Reprenant le lendemain, il m’a demandé de taper sous sa dictée, ce que j’ai fait jusqu’à la fin.
Mes rares conseils pendant l’écriture ont tous échoué: non! non! non!.
Charles savait ce qu’il voulait. Ainsi a-t-il refusé d’abandonner le passé simple, de mieux expliquer pourquoi la sorcière voulait jeter un sort aux enfants, de relire pour corriger les fautes à la fin, de trouver un titre plus mystérieux.
Bien qu’il ne soit pas revenu sur l’orthographe de son premier paragraphe, on peut nettement y voir ses premières marques du pluriel, pour les verbes et les noms. On avance.
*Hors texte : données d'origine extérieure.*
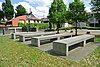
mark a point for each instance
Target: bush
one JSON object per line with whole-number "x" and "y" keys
{"x": 20, "y": 24}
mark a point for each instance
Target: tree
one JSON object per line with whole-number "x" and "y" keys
{"x": 57, "y": 13}
{"x": 8, "y": 9}
{"x": 77, "y": 12}
{"x": 1, "y": 15}
{"x": 96, "y": 9}
{"x": 20, "y": 10}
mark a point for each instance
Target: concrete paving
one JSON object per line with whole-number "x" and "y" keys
{"x": 75, "y": 54}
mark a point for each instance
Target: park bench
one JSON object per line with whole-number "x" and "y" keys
{"x": 62, "y": 46}
{"x": 36, "y": 40}
{"x": 23, "y": 37}
{"x": 14, "y": 35}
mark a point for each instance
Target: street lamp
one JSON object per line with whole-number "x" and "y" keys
{"x": 28, "y": 18}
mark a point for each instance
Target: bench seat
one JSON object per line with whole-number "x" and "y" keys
{"x": 23, "y": 37}
{"x": 62, "y": 46}
{"x": 36, "y": 40}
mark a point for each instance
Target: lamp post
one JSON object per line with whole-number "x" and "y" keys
{"x": 28, "y": 18}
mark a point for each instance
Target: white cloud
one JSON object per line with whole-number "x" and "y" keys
{"x": 40, "y": 2}
{"x": 0, "y": 5}
{"x": 86, "y": 1}
{"x": 88, "y": 9}
{"x": 42, "y": 6}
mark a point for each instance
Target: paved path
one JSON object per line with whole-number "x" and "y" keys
{"x": 75, "y": 54}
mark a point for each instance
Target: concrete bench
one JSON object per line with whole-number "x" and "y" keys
{"x": 36, "y": 40}
{"x": 62, "y": 46}
{"x": 14, "y": 35}
{"x": 23, "y": 37}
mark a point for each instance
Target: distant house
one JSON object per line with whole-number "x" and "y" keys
{"x": 45, "y": 20}
{"x": 22, "y": 19}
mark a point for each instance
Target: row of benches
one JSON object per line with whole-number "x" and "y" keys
{"x": 60, "y": 46}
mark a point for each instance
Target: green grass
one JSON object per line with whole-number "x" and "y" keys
{"x": 16, "y": 54}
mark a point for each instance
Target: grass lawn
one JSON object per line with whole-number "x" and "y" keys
{"x": 15, "y": 54}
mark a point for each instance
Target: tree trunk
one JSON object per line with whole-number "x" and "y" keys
{"x": 58, "y": 26}
{"x": 76, "y": 28}
{"x": 50, "y": 25}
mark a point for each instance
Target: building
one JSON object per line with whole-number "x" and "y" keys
{"x": 22, "y": 19}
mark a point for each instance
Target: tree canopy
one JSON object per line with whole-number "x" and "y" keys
{"x": 1, "y": 14}
{"x": 96, "y": 8}
{"x": 8, "y": 9}
{"x": 20, "y": 10}
{"x": 76, "y": 12}
{"x": 57, "y": 13}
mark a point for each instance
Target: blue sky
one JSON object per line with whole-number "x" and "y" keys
{"x": 40, "y": 8}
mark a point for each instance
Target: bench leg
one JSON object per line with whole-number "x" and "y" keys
{"x": 35, "y": 42}
{"x": 58, "y": 38}
{"x": 22, "y": 38}
{"x": 66, "y": 50}
{"x": 84, "y": 43}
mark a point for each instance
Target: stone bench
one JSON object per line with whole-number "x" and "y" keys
{"x": 36, "y": 40}
{"x": 62, "y": 46}
{"x": 23, "y": 37}
{"x": 14, "y": 35}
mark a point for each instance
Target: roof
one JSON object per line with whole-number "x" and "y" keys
{"x": 44, "y": 19}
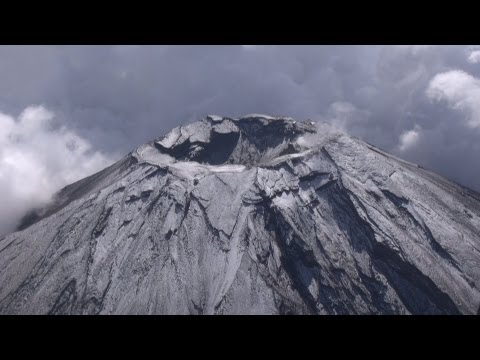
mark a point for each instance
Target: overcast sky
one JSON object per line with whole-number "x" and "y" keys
{"x": 68, "y": 111}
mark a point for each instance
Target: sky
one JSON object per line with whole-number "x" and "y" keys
{"x": 69, "y": 111}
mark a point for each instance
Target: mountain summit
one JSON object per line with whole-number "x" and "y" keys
{"x": 257, "y": 215}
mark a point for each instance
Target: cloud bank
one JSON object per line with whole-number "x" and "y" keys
{"x": 418, "y": 102}
{"x": 36, "y": 159}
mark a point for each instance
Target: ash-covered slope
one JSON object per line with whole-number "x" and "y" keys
{"x": 256, "y": 215}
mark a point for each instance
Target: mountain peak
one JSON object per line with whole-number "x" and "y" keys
{"x": 248, "y": 140}
{"x": 255, "y": 215}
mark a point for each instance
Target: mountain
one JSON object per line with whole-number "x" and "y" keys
{"x": 257, "y": 215}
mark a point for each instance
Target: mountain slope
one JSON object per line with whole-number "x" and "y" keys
{"x": 257, "y": 215}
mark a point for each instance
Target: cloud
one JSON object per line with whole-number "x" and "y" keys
{"x": 117, "y": 97}
{"x": 474, "y": 57}
{"x": 409, "y": 138}
{"x": 461, "y": 91}
{"x": 37, "y": 158}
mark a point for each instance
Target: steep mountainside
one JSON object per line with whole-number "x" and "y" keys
{"x": 257, "y": 215}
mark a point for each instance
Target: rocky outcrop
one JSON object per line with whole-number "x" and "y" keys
{"x": 257, "y": 215}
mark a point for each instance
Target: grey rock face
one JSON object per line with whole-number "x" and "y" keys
{"x": 256, "y": 215}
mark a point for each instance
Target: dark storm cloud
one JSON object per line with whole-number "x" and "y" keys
{"x": 410, "y": 100}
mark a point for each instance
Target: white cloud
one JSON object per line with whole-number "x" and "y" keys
{"x": 461, "y": 91}
{"x": 36, "y": 160}
{"x": 409, "y": 139}
{"x": 474, "y": 57}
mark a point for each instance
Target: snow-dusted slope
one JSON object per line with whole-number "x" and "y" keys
{"x": 258, "y": 215}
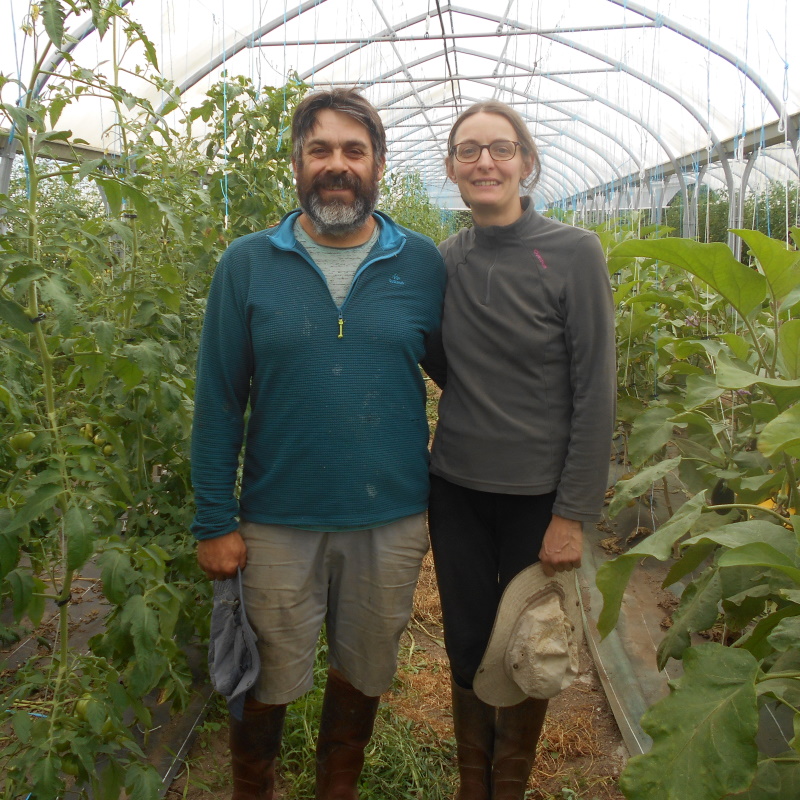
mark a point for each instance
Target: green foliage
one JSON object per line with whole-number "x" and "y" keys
{"x": 405, "y": 198}
{"x": 709, "y": 391}
{"x": 104, "y": 265}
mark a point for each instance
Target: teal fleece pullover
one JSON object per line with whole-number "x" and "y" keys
{"x": 337, "y": 432}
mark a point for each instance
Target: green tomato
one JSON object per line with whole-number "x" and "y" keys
{"x": 82, "y": 705}
{"x": 21, "y": 442}
{"x": 70, "y": 765}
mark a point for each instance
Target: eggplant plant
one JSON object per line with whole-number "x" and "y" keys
{"x": 722, "y": 413}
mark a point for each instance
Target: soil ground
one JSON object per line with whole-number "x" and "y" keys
{"x": 581, "y": 753}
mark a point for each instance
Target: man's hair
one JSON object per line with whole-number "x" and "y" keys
{"x": 347, "y": 101}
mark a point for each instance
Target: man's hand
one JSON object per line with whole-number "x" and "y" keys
{"x": 219, "y": 557}
{"x": 562, "y": 547}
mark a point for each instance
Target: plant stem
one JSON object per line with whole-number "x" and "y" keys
{"x": 790, "y": 475}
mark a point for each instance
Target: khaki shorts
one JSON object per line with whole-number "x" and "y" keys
{"x": 359, "y": 583}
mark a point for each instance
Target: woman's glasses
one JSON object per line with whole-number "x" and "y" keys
{"x": 469, "y": 152}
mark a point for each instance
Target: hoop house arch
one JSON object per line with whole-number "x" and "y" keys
{"x": 614, "y": 92}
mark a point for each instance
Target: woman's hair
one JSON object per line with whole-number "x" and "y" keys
{"x": 529, "y": 152}
{"x": 347, "y": 101}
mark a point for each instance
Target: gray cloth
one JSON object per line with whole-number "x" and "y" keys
{"x": 338, "y": 264}
{"x": 233, "y": 661}
{"x": 529, "y": 394}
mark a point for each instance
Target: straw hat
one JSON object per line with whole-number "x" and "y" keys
{"x": 533, "y": 649}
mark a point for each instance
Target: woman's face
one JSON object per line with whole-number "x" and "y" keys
{"x": 489, "y": 187}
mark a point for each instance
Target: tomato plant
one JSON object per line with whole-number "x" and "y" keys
{"x": 104, "y": 264}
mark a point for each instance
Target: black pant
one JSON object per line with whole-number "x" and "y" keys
{"x": 480, "y": 541}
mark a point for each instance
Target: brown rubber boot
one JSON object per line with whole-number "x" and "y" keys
{"x": 345, "y": 728}
{"x": 255, "y": 742}
{"x": 473, "y": 723}
{"x": 515, "y": 740}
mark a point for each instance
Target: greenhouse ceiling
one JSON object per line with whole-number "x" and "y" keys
{"x": 628, "y": 102}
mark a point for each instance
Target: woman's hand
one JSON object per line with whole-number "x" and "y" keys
{"x": 562, "y": 547}
{"x": 219, "y": 557}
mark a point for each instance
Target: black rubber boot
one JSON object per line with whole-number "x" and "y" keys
{"x": 345, "y": 728}
{"x": 474, "y": 724}
{"x": 516, "y": 736}
{"x": 255, "y": 742}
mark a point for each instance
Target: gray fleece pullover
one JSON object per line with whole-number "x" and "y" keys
{"x": 528, "y": 405}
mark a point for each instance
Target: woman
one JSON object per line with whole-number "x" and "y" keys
{"x": 521, "y": 452}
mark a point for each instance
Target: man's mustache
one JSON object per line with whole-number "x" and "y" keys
{"x": 343, "y": 181}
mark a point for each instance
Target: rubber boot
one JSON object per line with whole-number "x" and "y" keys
{"x": 255, "y": 742}
{"x": 516, "y": 736}
{"x": 348, "y": 717}
{"x": 473, "y": 723}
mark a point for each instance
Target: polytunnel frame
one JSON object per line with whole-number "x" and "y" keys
{"x": 390, "y": 34}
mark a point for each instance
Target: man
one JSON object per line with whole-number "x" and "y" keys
{"x": 318, "y": 323}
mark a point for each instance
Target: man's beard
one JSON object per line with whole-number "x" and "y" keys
{"x": 335, "y": 217}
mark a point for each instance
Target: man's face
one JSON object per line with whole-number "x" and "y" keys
{"x": 337, "y": 177}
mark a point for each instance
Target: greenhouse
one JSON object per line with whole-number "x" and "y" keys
{"x": 139, "y": 139}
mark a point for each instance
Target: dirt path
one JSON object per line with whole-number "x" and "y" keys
{"x": 580, "y": 755}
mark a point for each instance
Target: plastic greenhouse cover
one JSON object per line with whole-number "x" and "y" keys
{"x": 612, "y": 90}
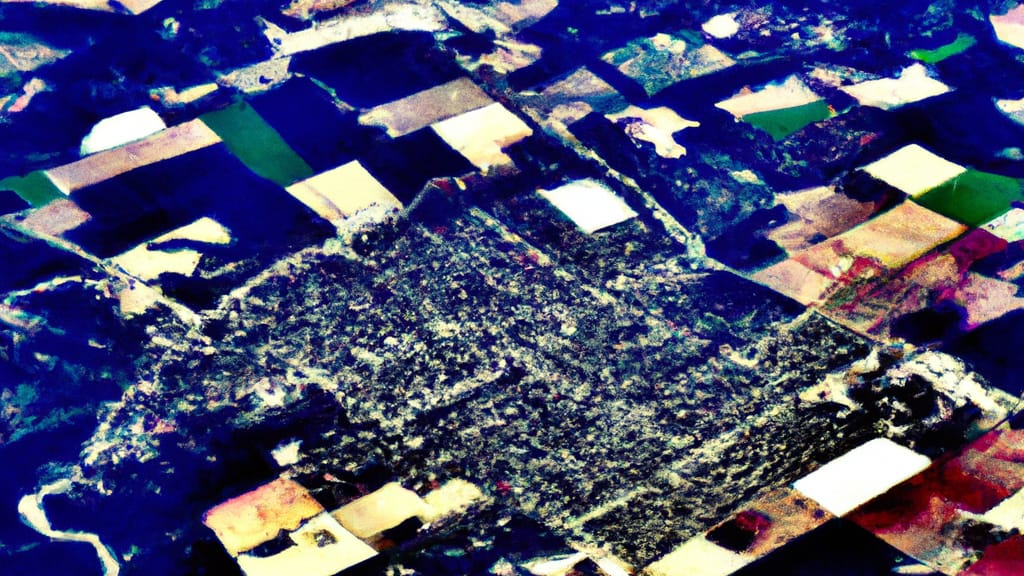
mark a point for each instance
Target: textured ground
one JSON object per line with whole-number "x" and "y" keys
{"x": 792, "y": 278}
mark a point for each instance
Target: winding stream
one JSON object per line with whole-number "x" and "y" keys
{"x": 31, "y": 509}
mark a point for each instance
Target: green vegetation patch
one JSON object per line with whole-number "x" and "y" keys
{"x": 36, "y": 189}
{"x": 973, "y": 198}
{"x": 958, "y": 46}
{"x": 257, "y": 145}
{"x": 781, "y": 123}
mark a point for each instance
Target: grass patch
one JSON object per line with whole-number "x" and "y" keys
{"x": 973, "y": 198}
{"x": 958, "y": 46}
{"x": 257, "y": 145}
{"x": 781, "y": 123}
{"x": 36, "y": 189}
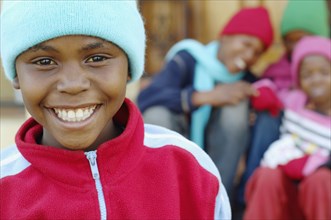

En revanche, il y a eu des auto-rectifications en écrivant ou en dictant: « il était une fois » remplacé par « une nuit », « un chaudron » remplacé par « un chaudron rempli d’eau bouillante », la scène de la sorcière punie reformulée.
Charles a surtout le souci de l’intérêt du lecteur…
7 ans 10 mois
Grammaire
Charles doit faire son « travail d’école » pour le lendemain. Il s’agit de « conjuguer les verbes ranger et manger au présent et à l’imparfait, avec je, il, nous ».
Il le fait oralement, très vite. Et on discute:
moi – dis-moi, est-ce que tu as une idée de à quoi ça sert de faire ça? c’est une vraie question, beaucoup de gens ne savent pas
Charles – c’est la conjugaison (réfléchit un peu) ben je le sais depuis que je parle, parce que par exemple, si tu me demandes « qu’est-ce que tu fais? » je réponds « je joue », c’est la conjugaison, on s’en sert tout le temps pour parler
moi – Ouah! c’est bien ce que tu m’expliques, parce que c’est pas si évident de faire un lien entre ce qu’on dit en parlant et ce qu’on apprend à l’école. Et d’ailleurs, à quoi ça sert à l’école de réciter je gnegne, tu gnegne, il gnegne comme une chanson?
Charles – nous on le fait pas comme ça, la maîtresse elle nous le demande
moi – et à quoi ça sert?
Charles – pour écrire, savoir l’écrire
moi – ah pour l’orthographe?
Charles – oui
Voilà une belle conversation. Je ne sais pas si beaucoup d’enfants en CE1 ont autant de recul sur le langage et la langue. On peut le leur expliquer.
7 ans 11 mois
Grammaire
Charles a passé 10 jours en classe verte à la montagne. Pendant son séjour, il a écrit une carte à ses parents.
On peut donc voir les effets de la conjugaison apprise à l’école dans ce texte. L’utilisation du plus-que-parfait ( « nous avions fait » ) témoigne d’une volonté de montrer à ses parents combien il est capable de « bien écrire » en réinvestissant ses savoirs scolaires.